Kindly clarify regarding the following.

  1. I have invested Rs. 1 Lacs in Subordinated debt certificate (Muthoot doubling bond) of Muthoot finance limited.  The amount will become double in 72 months.

  2. I am having post office recurring deposit which will mature after 5 years.
    In both the above cases should I calculate the interest every year and show it in my IT return or can it be shown in my IT return at the time of maturity?

  3. I have taken a loan from employee’s co-operative society for the future needs of my daughter.  If I gift the amount to my daughter who is of 19 years & she makes a fixed deposit of the same, then the interest will be taxable in my hands or in the hands of my daughter. []


  1. The interest to be offered for taxation depends upon the method of accounting regularly followed by the assessee for recognizing the income. If Assessee is following cash (Receipt) system of accounting then the interest income has to be offered at the end of FD Tenure i.e., at the time of maturity of FD. If Assessee is following mercantile (Accrual) system of accounting then interest income is required to be offered for taxation every year on due basis as income of that year only.
    In view of the Circular No. 371 dated 21.11.1983 issued by the Central Board of Direct Taxes (CBDT), we advise the readers to offer the interest income on term deposits on accrual (due) basis only.
  2. The interest income of the daughter from the amount gifted by you would not be attract clubbing provision and would be treated as her Individual income only.

Query 3]
I am a house wife. My mother gifted me Kisan Vikas Patra of Rs.  3. 00 Lacs in the year 2004. The patras are going to be matured in April- 2013. Kindly advice me tax liability & how to save it? Although I am not a tax payer but I am holder of PAN number. Please provide your valuable advice. [] 
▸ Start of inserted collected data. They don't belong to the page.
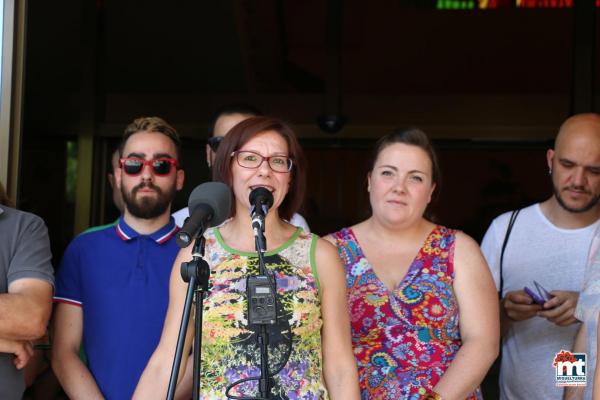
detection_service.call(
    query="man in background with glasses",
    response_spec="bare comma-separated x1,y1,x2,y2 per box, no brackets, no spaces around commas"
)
52,117,185,400
172,103,310,232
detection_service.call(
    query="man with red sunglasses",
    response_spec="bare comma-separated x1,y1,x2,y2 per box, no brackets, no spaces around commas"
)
52,117,185,400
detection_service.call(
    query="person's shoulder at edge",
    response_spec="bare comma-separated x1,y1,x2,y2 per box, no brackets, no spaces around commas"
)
0,204,52,250
494,203,536,224
289,213,310,233
81,220,118,235
481,203,537,241
63,220,119,253
453,229,482,253
322,225,358,249
0,205,55,285
172,207,189,228
0,204,46,226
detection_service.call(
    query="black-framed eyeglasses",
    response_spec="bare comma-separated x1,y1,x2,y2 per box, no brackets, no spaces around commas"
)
231,150,293,173
207,136,223,152
120,157,178,176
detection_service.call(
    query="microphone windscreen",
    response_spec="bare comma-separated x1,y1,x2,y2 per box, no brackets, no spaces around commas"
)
249,187,274,209
188,182,231,228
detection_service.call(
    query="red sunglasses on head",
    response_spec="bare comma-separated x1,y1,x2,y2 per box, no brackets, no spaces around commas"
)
120,157,178,176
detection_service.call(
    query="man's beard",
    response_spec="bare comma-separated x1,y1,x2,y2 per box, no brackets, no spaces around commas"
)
554,184,600,213
122,181,175,219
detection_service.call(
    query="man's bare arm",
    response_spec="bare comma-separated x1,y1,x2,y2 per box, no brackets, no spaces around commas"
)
52,303,104,399
0,278,53,340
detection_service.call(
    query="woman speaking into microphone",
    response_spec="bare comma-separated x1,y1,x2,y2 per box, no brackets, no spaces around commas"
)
134,117,359,400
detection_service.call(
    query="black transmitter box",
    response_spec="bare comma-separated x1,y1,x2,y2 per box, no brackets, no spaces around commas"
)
247,275,277,325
Subject to the opinion expressed above in response to Query No. 2, it appears that you haven’t filed the return for the earlier year as your income even after considering the interest from KVP on yearly basis was lower than the applicable basic exemption limit. If it is so, nothing would be taxable. However, if you have filed the return of income in earlier year(s) without considering the accrued interest on KVP then the interest amount would be taxable in the year of maturity and in such cases, you can save tax by investing in the tax saving instruments specified u/s 80C.